Perlentaucher-Notiz zur F.A.Z.-Rezension

Rezensent Jürgen Zimmerer sieht etwas Licht in einen dunklen Teil der DDR-Geschichte und der Wiedervereinigung fallen mit dem von Birgit Neumann-Becker und Hans-Joachim Döring herausgegebenen Tagungsband zu Honeckers "Vertragsarbeiterabkommen" mit Mosambik, zum Leid der nach der Wiedervereinigung ihrem Schicksal überlassenen Rückkehrer und zur Haltung der Bundesrepublik zu ihren Schadensersatzforderungen. Für Zimmerer machen die Beiträge und Zeitzeugenberichte im Band nicht nur deutlich, wie menschenverachtend die DDR mit ihren Gastarbeitern umging, sondern auch, wie gleichgültig sich die Regierung Merkel weiterhin gegenüber den Kompensationsforderungen der Mosambikaner verhält.

© Perlentaucher Medien GmbH

Frankfurter Allgemeine Zeitung - Rezension
Frankfurter Allgemeine Zeitung | Besprechung von 09.02.2021

Ein Lehrstück in angeblicher "Solidarität"
Das Schicksal der Vertragsarbeiter aus Moçambique in der DDR

Auch dreißig Jahre nach der Wiedervereinigung demonstrieren einige ihrer Opfer jeden Mittwoch! Sie tun es jedoch nicht in Berlin oder Dresden, sondern mehr als 10 000 Kilometer entfernt in der moçambiquanischen Hauptstadt Maputo. Die "Madgermanes", wie sie genannt werden, wollen Anerkennung ihres Leids und des an ihnen verübten Betrugs: Sie wollen Transparenz, und sie wollen Kompensation beziehungsweise endlich das erhalten, was ihnen ihrer Meinung nach zusteht.
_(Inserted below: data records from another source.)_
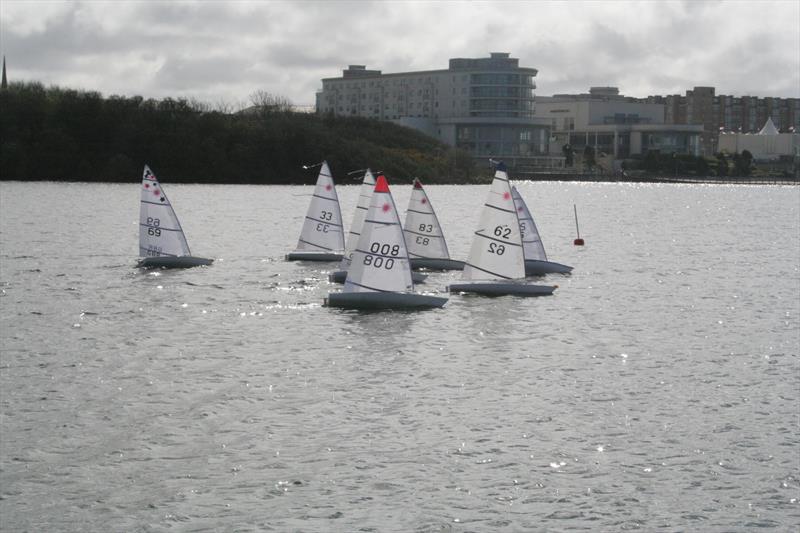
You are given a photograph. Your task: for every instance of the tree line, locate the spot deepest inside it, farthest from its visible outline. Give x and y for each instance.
(55, 133)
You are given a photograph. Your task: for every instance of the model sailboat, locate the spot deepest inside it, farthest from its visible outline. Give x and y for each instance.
(427, 247)
(362, 206)
(496, 262)
(162, 243)
(379, 276)
(322, 236)
(536, 263)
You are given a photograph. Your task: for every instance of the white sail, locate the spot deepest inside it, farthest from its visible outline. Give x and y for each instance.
(364, 196)
(496, 251)
(423, 233)
(322, 229)
(160, 233)
(380, 261)
(531, 241)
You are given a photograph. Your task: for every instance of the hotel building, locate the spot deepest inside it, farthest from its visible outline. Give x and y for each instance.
(482, 105)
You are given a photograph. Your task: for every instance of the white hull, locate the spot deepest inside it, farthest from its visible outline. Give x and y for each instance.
(383, 300)
(340, 276)
(313, 256)
(502, 289)
(437, 264)
(165, 261)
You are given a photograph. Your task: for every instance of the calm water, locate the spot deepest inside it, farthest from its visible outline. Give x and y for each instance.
(658, 389)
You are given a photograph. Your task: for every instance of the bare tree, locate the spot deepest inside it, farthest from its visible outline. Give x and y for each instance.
(266, 102)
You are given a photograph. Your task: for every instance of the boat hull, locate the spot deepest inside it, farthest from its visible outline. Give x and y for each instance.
(437, 264)
(502, 289)
(536, 267)
(383, 300)
(340, 275)
(313, 256)
(185, 261)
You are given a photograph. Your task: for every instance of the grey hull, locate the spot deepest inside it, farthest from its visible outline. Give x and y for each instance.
(535, 267)
(313, 256)
(340, 275)
(437, 264)
(502, 289)
(185, 261)
(383, 300)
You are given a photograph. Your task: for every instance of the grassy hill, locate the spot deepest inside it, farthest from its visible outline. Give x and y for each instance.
(63, 134)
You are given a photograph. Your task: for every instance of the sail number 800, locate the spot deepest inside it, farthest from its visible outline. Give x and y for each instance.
(153, 227)
(380, 250)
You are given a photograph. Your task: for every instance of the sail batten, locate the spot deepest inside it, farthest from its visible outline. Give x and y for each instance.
(498, 253)
(322, 226)
(424, 235)
(380, 262)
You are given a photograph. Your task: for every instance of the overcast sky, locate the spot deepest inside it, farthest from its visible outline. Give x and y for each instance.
(219, 52)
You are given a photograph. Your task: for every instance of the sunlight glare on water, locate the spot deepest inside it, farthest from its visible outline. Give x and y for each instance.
(657, 389)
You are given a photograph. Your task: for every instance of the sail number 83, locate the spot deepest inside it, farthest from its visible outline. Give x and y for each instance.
(380, 250)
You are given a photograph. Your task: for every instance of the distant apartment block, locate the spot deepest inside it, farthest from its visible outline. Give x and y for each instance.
(482, 105)
(615, 126)
(725, 113)
(487, 107)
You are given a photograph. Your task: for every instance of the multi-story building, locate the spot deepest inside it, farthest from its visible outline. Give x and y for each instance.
(744, 114)
(615, 126)
(482, 105)
(486, 106)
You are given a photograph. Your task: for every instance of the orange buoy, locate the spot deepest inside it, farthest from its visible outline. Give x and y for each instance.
(578, 241)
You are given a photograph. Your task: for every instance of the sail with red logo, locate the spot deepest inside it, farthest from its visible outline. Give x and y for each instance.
(496, 262)
(162, 243)
(379, 276)
(322, 235)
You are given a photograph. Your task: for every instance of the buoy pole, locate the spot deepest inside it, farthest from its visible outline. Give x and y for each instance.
(578, 241)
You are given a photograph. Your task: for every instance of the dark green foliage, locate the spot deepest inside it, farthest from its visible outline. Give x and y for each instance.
(62, 134)
(743, 163)
(722, 164)
(569, 155)
(588, 157)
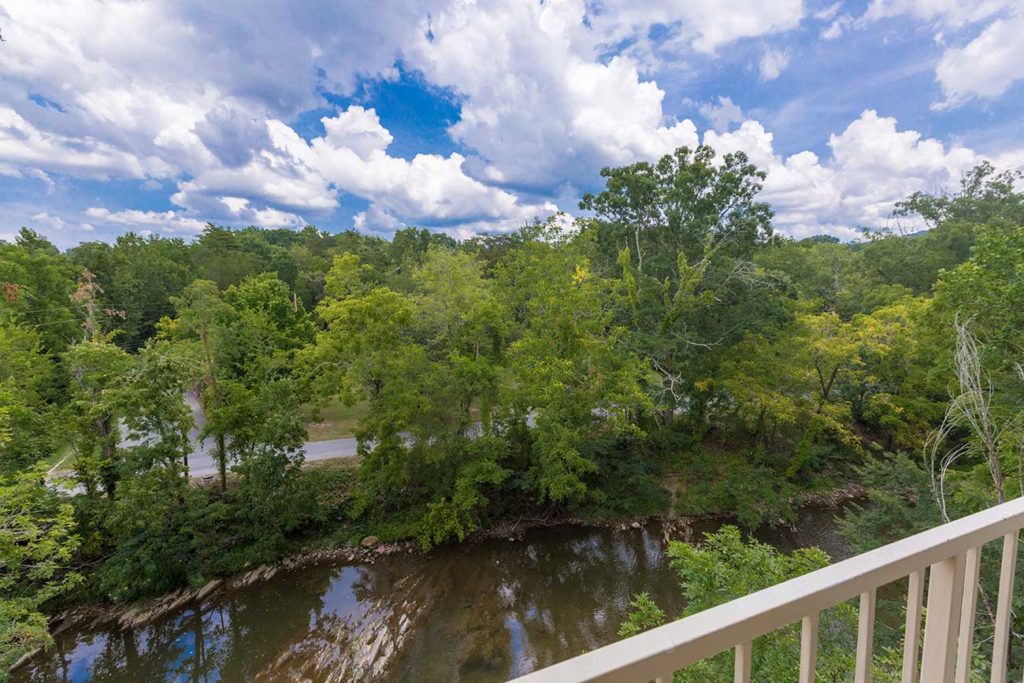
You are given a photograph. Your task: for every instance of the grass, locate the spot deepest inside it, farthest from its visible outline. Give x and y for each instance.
(338, 421)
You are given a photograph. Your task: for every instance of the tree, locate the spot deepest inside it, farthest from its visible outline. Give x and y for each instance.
(37, 286)
(682, 233)
(725, 567)
(37, 542)
(26, 415)
(570, 370)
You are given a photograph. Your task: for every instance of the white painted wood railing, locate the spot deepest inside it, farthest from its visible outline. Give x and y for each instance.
(951, 556)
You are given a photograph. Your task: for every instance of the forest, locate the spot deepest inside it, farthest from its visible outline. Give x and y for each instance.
(666, 353)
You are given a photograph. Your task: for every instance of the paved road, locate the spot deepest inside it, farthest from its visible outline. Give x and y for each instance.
(201, 461)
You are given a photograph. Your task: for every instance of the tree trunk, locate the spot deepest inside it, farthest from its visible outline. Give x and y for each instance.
(222, 461)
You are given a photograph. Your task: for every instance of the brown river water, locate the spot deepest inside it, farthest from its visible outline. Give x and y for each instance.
(476, 612)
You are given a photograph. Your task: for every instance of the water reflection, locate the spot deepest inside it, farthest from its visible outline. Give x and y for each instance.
(481, 612)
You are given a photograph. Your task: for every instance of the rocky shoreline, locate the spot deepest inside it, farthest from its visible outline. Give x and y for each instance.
(135, 615)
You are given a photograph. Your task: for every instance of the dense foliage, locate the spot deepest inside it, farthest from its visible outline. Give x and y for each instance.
(668, 353)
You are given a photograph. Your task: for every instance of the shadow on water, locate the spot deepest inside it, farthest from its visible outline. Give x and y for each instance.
(483, 611)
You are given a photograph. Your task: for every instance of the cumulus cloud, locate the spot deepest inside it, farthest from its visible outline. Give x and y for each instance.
(951, 13)
(163, 221)
(872, 166)
(701, 25)
(987, 66)
(538, 103)
(351, 157)
(201, 100)
(721, 115)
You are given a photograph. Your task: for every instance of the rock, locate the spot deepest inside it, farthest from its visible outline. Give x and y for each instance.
(25, 658)
(208, 590)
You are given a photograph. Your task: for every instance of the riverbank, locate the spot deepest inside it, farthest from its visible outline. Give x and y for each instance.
(482, 610)
(138, 615)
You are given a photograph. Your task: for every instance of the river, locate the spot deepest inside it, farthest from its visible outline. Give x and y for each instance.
(476, 612)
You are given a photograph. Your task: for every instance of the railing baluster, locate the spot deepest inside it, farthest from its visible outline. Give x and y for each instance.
(865, 637)
(741, 670)
(911, 637)
(1000, 643)
(966, 647)
(809, 647)
(945, 590)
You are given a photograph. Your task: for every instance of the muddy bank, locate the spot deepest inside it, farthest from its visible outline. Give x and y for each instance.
(496, 608)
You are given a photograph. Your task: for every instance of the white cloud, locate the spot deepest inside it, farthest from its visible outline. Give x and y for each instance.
(701, 25)
(872, 166)
(160, 221)
(987, 66)
(49, 221)
(838, 27)
(773, 62)
(24, 146)
(351, 157)
(539, 105)
(828, 12)
(952, 13)
(721, 115)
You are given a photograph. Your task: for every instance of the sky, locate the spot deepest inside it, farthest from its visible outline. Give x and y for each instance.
(156, 117)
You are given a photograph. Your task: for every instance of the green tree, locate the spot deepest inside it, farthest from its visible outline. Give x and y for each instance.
(725, 567)
(37, 542)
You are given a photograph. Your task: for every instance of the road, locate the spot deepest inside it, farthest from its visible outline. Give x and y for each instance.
(201, 463)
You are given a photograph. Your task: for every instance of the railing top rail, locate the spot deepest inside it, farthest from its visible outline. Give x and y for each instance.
(676, 645)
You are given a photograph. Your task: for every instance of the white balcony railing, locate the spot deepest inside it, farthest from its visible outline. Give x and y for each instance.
(951, 556)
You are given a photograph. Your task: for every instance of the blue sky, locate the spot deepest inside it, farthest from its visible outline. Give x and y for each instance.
(469, 117)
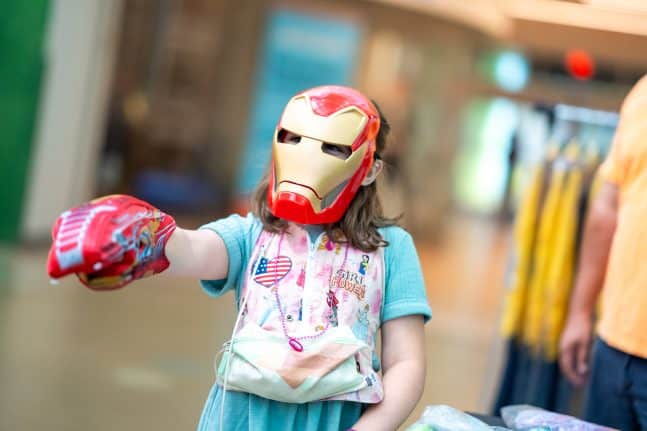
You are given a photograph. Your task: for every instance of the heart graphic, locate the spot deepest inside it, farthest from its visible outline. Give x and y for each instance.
(270, 271)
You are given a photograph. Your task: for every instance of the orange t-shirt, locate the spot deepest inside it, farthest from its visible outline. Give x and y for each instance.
(623, 322)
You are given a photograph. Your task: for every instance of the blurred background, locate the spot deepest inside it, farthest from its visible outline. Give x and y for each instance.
(500, 112)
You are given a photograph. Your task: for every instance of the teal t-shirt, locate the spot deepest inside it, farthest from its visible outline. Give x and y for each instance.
(404, 295)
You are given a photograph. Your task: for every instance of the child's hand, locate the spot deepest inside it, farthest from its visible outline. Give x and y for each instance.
(110, 242)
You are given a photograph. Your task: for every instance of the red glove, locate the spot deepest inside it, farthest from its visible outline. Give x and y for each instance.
(110, 242)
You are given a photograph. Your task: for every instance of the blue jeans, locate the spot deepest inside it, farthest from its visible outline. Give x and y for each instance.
(617, 393)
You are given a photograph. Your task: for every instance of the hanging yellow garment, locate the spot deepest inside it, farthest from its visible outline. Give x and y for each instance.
(562, 263)
(524, 239)
(544, 248)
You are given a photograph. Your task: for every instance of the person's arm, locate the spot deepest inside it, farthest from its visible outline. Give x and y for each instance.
(197, 253)
(403, 356)
(576, 339)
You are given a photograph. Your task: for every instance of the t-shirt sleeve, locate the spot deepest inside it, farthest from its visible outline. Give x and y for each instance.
(405, 292)
(628, 140)
(238, 235)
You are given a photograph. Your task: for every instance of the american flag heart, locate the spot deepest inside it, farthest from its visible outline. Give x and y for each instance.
(270, 271)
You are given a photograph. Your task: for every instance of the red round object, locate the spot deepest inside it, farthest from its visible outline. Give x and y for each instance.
(579, 64)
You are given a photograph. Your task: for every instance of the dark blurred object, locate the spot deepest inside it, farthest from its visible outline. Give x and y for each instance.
(579, 64)
(179, 192)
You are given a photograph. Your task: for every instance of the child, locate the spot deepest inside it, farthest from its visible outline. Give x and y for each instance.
(317, 270)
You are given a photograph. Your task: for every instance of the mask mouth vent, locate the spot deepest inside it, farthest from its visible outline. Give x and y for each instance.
(330, 198)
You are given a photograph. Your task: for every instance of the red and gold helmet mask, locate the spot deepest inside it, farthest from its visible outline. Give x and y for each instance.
(323, 149)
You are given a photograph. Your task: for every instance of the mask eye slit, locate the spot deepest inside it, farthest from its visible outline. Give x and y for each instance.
(287, 137)
(340, 151)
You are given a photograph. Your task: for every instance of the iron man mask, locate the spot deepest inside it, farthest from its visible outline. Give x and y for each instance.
(323, 148)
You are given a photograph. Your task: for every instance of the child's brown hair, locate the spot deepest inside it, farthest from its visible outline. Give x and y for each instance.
(359, 224)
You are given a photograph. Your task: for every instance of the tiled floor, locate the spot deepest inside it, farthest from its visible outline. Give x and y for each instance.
(141, 358)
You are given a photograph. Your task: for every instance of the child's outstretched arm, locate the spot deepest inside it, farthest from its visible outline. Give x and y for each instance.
(197, 253)
(114, 240)
(403, 357)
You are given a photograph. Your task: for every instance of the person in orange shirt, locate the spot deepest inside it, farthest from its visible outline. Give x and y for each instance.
(613, 261)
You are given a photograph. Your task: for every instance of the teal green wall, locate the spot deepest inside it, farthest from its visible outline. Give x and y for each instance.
(22, 33)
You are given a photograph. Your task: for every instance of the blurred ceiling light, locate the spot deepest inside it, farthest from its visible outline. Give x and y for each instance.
(579, 64)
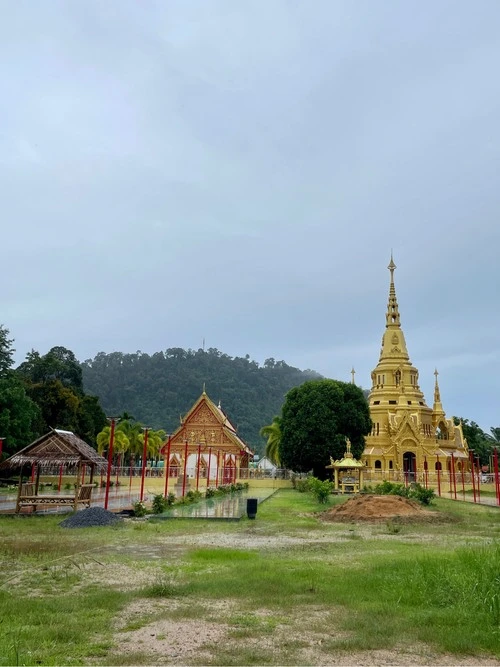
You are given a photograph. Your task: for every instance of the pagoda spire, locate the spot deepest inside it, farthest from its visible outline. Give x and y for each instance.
(438, 407)
(392, 316)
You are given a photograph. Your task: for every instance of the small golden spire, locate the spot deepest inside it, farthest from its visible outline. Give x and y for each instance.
(392, 317)
(437, 396)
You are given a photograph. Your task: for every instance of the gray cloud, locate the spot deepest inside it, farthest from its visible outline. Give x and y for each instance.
(240, 171)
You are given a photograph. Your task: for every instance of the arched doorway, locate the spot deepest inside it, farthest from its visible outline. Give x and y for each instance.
(410, 466)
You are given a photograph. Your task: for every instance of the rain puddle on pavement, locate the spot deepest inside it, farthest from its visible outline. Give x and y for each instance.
(229, 507)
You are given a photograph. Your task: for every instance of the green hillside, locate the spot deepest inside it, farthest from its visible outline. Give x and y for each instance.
(156, 389)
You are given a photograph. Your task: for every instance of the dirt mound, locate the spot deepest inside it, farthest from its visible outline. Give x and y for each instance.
(378, 508)
(93, 516)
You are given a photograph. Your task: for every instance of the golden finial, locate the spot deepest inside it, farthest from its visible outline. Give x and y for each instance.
(391, 267)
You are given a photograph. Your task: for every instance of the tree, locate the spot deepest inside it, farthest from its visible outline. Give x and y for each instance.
(132, 430)
(273, 434)
(495, 435)
(6, 352)
(120, 440)
(58, 364)
(20, 417)
(477, 440)
(317, 417)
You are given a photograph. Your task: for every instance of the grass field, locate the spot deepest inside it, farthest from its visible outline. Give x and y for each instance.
(285, 589)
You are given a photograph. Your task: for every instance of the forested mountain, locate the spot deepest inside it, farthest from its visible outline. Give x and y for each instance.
(156, 389)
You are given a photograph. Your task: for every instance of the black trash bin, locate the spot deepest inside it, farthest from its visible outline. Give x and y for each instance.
(252, 507)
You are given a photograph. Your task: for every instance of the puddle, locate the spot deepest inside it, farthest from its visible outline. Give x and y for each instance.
(229, 507)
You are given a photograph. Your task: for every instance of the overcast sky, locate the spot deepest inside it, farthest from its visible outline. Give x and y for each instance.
(238, 171)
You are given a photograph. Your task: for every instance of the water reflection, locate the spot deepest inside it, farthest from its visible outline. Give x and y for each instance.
(232, 506)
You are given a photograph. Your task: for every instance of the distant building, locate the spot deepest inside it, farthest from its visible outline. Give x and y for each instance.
(266, 464)
(407, 435)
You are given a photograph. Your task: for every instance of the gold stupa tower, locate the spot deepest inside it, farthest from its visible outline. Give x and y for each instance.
(406, 432)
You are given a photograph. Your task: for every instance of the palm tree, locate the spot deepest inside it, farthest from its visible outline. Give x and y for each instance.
(495, 435)
(120, 441)
(132, 429)
(155, 441)
(273, 434)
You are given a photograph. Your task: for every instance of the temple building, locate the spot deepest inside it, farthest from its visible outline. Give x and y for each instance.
(205, 448)
(407, 437)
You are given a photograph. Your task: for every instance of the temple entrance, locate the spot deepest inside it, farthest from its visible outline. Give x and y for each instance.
(410, 466)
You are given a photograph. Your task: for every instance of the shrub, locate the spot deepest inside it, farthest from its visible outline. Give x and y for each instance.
(139, 509)
(420, 493)
(193, 496)
(320, 490)
(302, 485)
(159, 504)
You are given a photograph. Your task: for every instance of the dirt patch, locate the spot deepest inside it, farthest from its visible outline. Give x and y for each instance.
(380, 508)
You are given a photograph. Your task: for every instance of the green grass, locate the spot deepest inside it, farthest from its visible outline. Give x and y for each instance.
(336, 587)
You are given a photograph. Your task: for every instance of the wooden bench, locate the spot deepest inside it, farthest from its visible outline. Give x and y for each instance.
(27, 497)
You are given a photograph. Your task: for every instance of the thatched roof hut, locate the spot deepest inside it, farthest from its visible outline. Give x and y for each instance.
(56, 448)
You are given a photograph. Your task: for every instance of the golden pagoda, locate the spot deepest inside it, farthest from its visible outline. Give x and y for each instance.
(407, 437)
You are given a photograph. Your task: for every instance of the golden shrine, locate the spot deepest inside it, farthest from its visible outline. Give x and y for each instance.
(205, 447)
(347, 472)
(407, 437)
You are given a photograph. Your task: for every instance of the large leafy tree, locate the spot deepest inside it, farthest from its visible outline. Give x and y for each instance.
(317, 417)
(20, 418)
(120, 441)
(477, 440)
(6, 352)
(54, 382)
(273, 434)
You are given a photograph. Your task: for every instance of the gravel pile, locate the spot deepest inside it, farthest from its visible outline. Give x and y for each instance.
(93, 516)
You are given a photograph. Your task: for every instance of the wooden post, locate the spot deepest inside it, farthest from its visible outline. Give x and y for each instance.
(110, 462)
(497, 478)
(167, 467)
(185, 469)
(209, 462)
(471, 459)
(438, 467)
(144, 456)
(77, 485)
(454, 476)
(478, 480)
(198, 467)
(18, 506)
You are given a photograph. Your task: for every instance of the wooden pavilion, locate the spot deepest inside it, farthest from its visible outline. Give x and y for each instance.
(205, 446)
(54, 452)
Die Geschichte dieser "Madgermanes", Männer und Frauen, die zwischen 1979 und 1989 als Vertragsarbeiterinnen und -arbeiter in die DDR geschickt wurden, gehört mit zu den bizarrsten Kapiteln der Geschichte des ostdeutschen Staates. Es offenbart aber auch die ganze Empathielosigkeit der deutschen Wiedervereinigung, die menschliche Lebensentwürfe zur Makulatur machte und sich darum nicht scherte. Eine Empathielosigkeit, die bei einigen deutschen Regierungsvertretern offensichtlich bis heute anhält.

Zugleich gehört die Frage nach den ausländischen Vertragsarbeiterinnen und -arbeitern in der DDR zu den Seiten der Wiedervereinigung, über die man auch zum dreißigsten Jahrestag im geeinten Deutschland kaum spricht. Ist schon die Geschichte von Gastarbeit und Migration in die Bundesrepublik ein Thema, das in vielen offiziellen Narrativen fehlt, obwohl Millionen von Nachkommen der ersten und zweiten Generation hier leben und die Ergänzung des Geschichtsbuches um diese Kapitel einfordern, so gilt das noch viel stärker für die Arbeitsmigration in die DDR. Dies umso mehr, als Deutschland sehr rabiat dafür sorgte, dass nicht zu viele von ihnen hier blieben.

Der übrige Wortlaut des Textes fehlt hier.